NORTHAMPTON — It was in January of 1818 that a 20-year-old woman published a novel in London that would soon come to capture the public imagination — a tale so frighteningly creative that it has maintained a stranglehold on the imagination and curiosity of readers for 200 years.
“I saw — with shut eyes, but acute mental vision — I saw the pale student of unhallowed arts kneeling beside the thing he had put together,” was how Mary Shelley described how the story of Victor Frankenstein and his hideous creation came to her one evening.
This year marks 200 years since the first publication of “Frankenstein; or, The Modern Prometheus,” and the occasion is being marked across the world with countless readings, screenings and events. At Smith College, the bicentennial is being celebrated with a two-day symposium featuring scholars, artists and writers whose work intersects with Shelley’s monstrous creation.
Lily Gurton-Wachter, an assistant professor of English at Smith, is one of the event’s co-organizers. She said one of the goals of the symposium was to bring together a wide range of people who interpret “Frankenstein” through different lenses: as a story about race, parenting, the rights of children or the transgender experience, for example.

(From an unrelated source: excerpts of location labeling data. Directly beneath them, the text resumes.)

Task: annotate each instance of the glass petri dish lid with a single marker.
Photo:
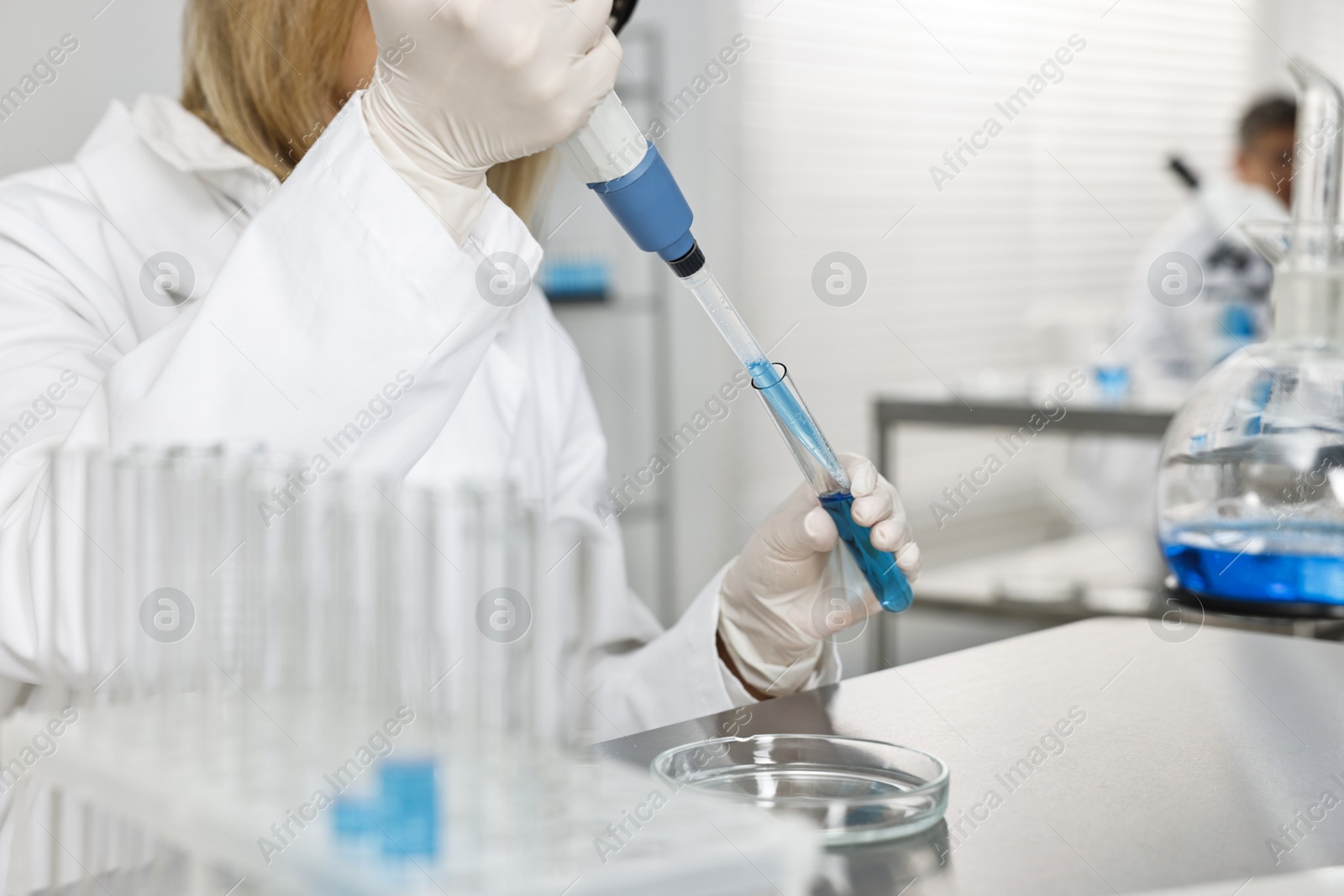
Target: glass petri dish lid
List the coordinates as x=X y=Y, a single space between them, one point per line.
x=858 y=792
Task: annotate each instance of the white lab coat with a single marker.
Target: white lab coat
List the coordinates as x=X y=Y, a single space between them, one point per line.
x=308 y=298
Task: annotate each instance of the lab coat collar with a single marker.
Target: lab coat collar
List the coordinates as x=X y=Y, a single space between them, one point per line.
x=181 y=139
x=168 y=183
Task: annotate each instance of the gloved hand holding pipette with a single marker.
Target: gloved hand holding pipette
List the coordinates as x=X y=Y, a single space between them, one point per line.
x=777 y=600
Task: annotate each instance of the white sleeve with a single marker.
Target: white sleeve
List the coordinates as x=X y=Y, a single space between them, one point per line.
x=344 y=282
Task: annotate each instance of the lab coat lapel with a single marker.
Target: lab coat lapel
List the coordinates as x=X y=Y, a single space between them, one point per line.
x=506 y=374
x=158 y=207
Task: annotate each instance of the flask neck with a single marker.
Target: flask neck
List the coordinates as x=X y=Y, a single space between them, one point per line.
x=1308 y=308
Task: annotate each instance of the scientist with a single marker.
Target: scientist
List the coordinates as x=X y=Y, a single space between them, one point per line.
x=1189 y=316
x=308 y=226
x=1198 y=293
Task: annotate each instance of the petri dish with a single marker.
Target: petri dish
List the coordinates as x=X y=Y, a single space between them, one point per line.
x=858 y=792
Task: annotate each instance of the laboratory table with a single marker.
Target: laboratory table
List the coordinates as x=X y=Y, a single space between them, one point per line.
x=1186 y=752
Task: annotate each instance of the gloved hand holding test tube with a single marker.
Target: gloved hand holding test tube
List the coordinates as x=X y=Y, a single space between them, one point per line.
x=627 y=170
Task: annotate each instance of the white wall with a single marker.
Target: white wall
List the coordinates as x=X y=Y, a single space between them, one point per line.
x=1021 y=259
x=124 y=49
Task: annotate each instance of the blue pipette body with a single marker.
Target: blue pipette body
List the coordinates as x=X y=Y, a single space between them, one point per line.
x=642 y=194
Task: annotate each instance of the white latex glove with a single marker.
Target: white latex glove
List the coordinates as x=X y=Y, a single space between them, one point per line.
x=488 y=81
x=776 y=600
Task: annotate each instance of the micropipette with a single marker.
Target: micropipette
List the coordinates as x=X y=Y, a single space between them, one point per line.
x=628 y=174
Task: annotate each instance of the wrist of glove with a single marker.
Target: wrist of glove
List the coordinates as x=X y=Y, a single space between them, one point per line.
x=454 y=194
x=488 y=81
x=784 y=594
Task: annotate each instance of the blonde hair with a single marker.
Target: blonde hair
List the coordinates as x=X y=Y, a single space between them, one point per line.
x=265 y=76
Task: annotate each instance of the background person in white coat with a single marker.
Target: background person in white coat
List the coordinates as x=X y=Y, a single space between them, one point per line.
x=259 y=261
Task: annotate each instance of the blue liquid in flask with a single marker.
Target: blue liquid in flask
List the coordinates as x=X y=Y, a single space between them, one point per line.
x=1297 y=563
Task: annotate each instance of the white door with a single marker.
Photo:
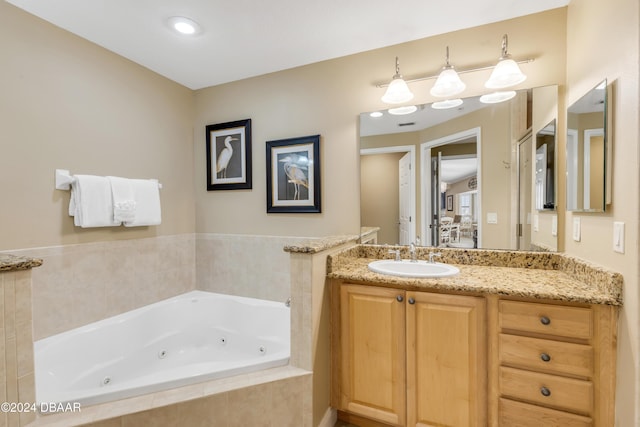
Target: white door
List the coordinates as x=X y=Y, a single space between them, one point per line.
x=404 y=170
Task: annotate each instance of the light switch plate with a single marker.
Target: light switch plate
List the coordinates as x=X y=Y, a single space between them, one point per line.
x=576 y=229
x=618 y=237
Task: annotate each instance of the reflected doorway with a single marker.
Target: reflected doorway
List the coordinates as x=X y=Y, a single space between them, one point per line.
x=451 y=190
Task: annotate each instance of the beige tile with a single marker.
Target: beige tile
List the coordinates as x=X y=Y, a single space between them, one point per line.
x=114 y=422
x=250 y=406
x=207 y=412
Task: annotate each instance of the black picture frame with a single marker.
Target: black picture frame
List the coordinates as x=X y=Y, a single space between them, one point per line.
x=293 y=175
x=229 y=155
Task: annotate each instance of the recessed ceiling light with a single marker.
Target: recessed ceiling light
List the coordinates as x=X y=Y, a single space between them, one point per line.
x=449 y=103
x=184 y=25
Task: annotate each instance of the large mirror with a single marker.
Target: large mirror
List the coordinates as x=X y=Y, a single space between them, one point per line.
x=586 y=151
x=450 y=177
x=545 y=173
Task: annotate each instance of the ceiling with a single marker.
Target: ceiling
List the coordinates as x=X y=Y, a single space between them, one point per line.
x=245 y=38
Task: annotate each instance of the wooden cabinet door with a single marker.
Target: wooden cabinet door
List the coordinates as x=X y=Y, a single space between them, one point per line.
x=446 y=360
x=372 y=341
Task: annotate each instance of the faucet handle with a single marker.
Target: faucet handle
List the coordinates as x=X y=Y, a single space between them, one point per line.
x=434 y=254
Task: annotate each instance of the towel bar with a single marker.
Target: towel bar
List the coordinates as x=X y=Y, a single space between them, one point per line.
x=64 y=180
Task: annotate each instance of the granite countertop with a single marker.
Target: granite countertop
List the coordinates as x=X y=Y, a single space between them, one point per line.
x=12 y=263
x=539 y=275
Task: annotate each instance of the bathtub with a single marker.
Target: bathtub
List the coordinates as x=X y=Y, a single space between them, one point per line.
x=194 y=337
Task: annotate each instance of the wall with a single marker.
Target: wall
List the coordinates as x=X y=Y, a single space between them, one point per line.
x=68 y=104
x=595 y=52
x=327 y=97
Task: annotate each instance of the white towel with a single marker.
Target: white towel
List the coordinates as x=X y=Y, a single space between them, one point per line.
x=147 y=199
x=124 y=204
x=91 y=202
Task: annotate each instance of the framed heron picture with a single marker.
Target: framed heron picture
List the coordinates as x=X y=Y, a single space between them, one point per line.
x=293 y=175
x=229 y=155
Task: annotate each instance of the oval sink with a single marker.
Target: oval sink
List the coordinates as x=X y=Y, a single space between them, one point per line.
x=407 y=268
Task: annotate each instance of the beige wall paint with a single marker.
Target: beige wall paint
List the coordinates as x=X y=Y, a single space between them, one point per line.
x=69 y=104
x=595 y=51
x=327 y=97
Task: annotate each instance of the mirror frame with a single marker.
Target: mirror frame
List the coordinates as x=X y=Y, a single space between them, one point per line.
x=598 y=95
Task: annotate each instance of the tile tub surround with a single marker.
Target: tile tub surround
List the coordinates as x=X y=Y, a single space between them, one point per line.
x=17 y=377
x=273 y=397
x=542 y=275
x=92 y=281
x=245 y=265
x=10 y=262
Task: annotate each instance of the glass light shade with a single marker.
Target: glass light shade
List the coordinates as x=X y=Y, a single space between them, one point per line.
x=401 y=111
x=397 y=92
x=505 y=74
x=449 y=103
x=497 y=97
x=448 y=84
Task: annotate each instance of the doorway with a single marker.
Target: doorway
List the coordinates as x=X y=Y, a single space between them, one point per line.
x=388 y=195
x=439 y=202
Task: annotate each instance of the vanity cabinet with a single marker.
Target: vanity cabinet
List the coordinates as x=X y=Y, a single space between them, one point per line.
x=408 y=358
x=555 y=364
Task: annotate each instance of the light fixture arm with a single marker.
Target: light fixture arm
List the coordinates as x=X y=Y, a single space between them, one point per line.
x=505 y=44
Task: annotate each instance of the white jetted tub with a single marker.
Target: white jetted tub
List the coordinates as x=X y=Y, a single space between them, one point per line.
x=194 y=337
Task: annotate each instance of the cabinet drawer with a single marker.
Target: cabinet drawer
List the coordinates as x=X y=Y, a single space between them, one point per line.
x=549 y=390
x=546 y=355
x=558 y=320
x=518 y=414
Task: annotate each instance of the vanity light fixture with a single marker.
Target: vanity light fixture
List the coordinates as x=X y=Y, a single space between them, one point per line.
x=506 y=73
x=184 y=25
x=401 y=111
x=448 y=83
x=398 y=91
x=444 y=105
x=497 y=97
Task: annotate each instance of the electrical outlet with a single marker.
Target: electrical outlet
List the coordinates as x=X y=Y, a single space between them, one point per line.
x=618 y=237
x=576 y=229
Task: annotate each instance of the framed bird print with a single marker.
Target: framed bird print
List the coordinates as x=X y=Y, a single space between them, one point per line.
x=293 y=175
x=229 y=155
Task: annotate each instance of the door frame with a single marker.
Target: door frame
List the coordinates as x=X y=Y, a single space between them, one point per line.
x=411 y=149
x=425 y=176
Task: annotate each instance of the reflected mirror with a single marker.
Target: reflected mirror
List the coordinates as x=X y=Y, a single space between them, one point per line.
x=545 y=179
x=449 y=177
x=586 y=151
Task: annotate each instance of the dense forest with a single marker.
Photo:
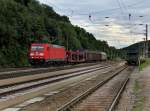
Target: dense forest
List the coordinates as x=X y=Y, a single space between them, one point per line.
x=23 y=22
x=137 y=47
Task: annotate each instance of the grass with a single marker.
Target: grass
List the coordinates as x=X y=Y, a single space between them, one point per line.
x=140 y=100
x=144 y=64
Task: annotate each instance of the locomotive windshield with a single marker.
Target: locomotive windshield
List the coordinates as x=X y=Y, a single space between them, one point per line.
x=37 y=48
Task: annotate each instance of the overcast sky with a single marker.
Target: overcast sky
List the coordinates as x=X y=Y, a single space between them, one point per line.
x=119 y=29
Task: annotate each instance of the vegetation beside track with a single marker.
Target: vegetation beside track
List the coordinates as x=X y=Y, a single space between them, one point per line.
x=144 y=64
x=139 y=99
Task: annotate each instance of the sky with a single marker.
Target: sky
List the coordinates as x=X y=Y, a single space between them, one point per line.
x=115 y=21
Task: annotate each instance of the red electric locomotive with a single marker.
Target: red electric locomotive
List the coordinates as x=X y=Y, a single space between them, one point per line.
x=44 y=53
x=55 y=54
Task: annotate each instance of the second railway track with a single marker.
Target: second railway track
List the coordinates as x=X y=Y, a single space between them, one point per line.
x=102 y=97
x=23 y=88
x=14 y=88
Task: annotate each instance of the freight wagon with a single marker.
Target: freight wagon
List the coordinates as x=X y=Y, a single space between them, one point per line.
x=54 y=54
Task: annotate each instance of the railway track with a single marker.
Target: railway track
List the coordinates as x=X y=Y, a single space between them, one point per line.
x=4 y=74
x=56 y=74
x=94 y=99
x=9 y=89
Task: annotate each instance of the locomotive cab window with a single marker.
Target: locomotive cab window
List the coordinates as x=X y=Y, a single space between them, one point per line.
x=37 y=48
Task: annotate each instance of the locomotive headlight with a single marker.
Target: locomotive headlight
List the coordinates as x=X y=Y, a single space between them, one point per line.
x=31 y=54
x=41 y=54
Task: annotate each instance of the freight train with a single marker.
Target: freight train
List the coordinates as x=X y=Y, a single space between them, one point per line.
x=43 y=53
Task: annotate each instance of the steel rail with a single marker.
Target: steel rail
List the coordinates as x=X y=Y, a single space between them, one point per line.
x=74 y=101
x=116 y=99
x=19 y=73
x=5 y=93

“The novel is amazingly versatile. In some ways it’s sort of like a Rorschach test, you can see in it many different perspectives, you can use it to think about a lot of different things,” Gurton-Wachter said. “Readers have thought about it in so many different ways. I think that’s the reason why it is so powerful and why it remains with us today.”
Smith itself is home to a substantial “Frankenstein” rare book collection, including a first edition of the book from 1818. The Frankenstein symposium, which will take place Nov. 2 and Nov. 3, is meant to spur discussion about why the text remains so “generative and transformational” 200 years later.
Beth Myers, the college’s director of special collections, said that in an age of “alternative facts,” archives like Smith’s — which is open to the public — provide “documents of truth.”
“Being able to contextualize history, women’s history in particular, is extremely important right now in this moment in the world,” Myers said.
The Frankenstein symposium will kick off on Wednesday with a prologue screening of James Whale’s The Bride of Frankenstein in the Campus Center’s Carroll Room.